January 27,1988

		GigaMOS Systems Software Product Report.


			Overview

	The purpose of this report is to set forth the status, options,
resource requirements and schedules of the Software effort of GigaMOS
Systems.  The unifying core of GigaMOS Systems is the provision of
hardware and software to support A.I. applications of the future.
(Although we expect that such hardware and software will prove useful
in many other situations as well of course.)  Our focus is on tagged
as opposed to conventional machines.  LISP, of course, is our primary
language, there may be some opportunity to come to terms with C as well.

			Background

	The primary hardware project of the company is the Falcon
project, sometimes also known as the K project.  The Falcon processor is
the only known processor designed after it became feasible to locate the
entire primary "core" memory on the processor board itself (as opposed
to communicating over a relatively narrow "bus").  Among known processor
designs, it is the only one to incorporate CALL Hardware, in which it
goes a step beyond the most advanced of the RISC machines.  In short,
these features and others give it a performance advantage of at least a
demonstrated factor of 3 in benchmarks as compared to the current market
leader for comparable machines (the TI Explorer II).  Since the E-II is
currently running with a clock almost twice as fast, it could be
reasonably argued that we have an architectural advantage of
approximately a factor of five.  (Note that TI's anticipated Mac II
board is only approximately one half as fast as the Explorer II).

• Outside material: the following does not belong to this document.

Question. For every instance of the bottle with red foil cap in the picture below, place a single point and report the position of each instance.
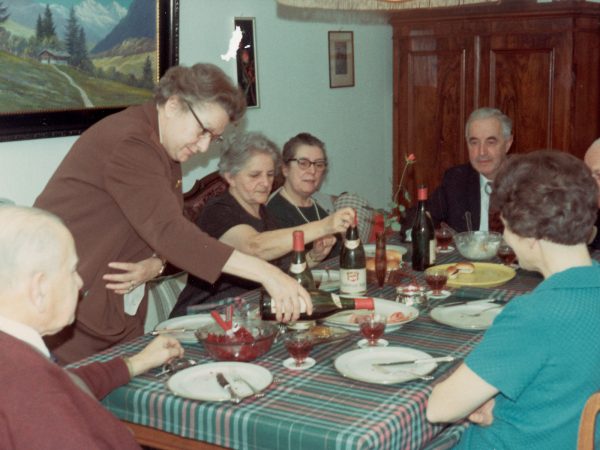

		       Additional Background References

	Appendix 1 details the history of the AI computer market.  A
capsule summary is that circa 1980 tagged machines comming out of MIT
openned the market by introducing landmark improvements in performance,
ability to run large programs, and debugging enviroment.  In the last
couple of years, conventional machines (SUN, DEC, etc) have made headway
at the expense of tagged machines, mainly due to considerably lower
prices (as much as a factor of 3 for comparable hardware) and the
promise of several companies whose mission was to produce AI software
for conventional machines (LUCID, FRANZ).  Also, arbitrary limitations
that disqualified earlier conventional machines (notably address space
restrictions and lack of virtual memory) have been largely overcome,
although the software picture for conventional machines does remain
murky in key respects.  Recently, a relentless industry drive to agreed
upon standards has become apparent.  At the hardware level, white hot
competition has resulted in outstanding values for the purchasors of
industry standard boxes, especially in periphal equipment.  The
resulting market forces are operating to reduce the number of viable box
vendors to approximately 4 (IBM-PC (further divided into IBM PS/2 and
Old-PC, Apple, DEC, and possibly SUN).  Of these, the APPLE MAC-II has
the most steam at the moment, and is sort of threatening to take
over the AI workstation world.  IBM is hampered by the OS/2 screwup.
Also, they are apparently threatening to sue would-be users of their
Micro-Channel Bus, which apparently accounts for Symbolic's decision
to defer their 386 style board in favor of their MAC-II board.  OLD-PC
also has OS/2 problems and in addition some technical limitations.
The visible champion of OLD-PC is COMPAQ.  DEC is relatively secure
and happy in its world, but is not really paying attention to AI.
DEC's actual benchmark performace is surprisingly bad.  SUN is
hanging in suprisingly well.  Their old machines are expensive but
no doubt very profitable.  Their new machines appear seductive, but
turn out sufficently limited as to force customers to buy the old
expensive ones.  SUN has succeeded in setting industry "tone" with
its (supposed) commitment to open standards.   AT&T and Xerox
have been announced as licensees of its SPARC RISC machine and
AT&T has signed an agreement to buy 20% of SUN for $200 million.
(This last, by the way, is causing quite a stir in the UNIX world.)
SUN is openly rumoring 100MHz clock speeds for some future version
of their SUN-4 chip (no doubt several years away).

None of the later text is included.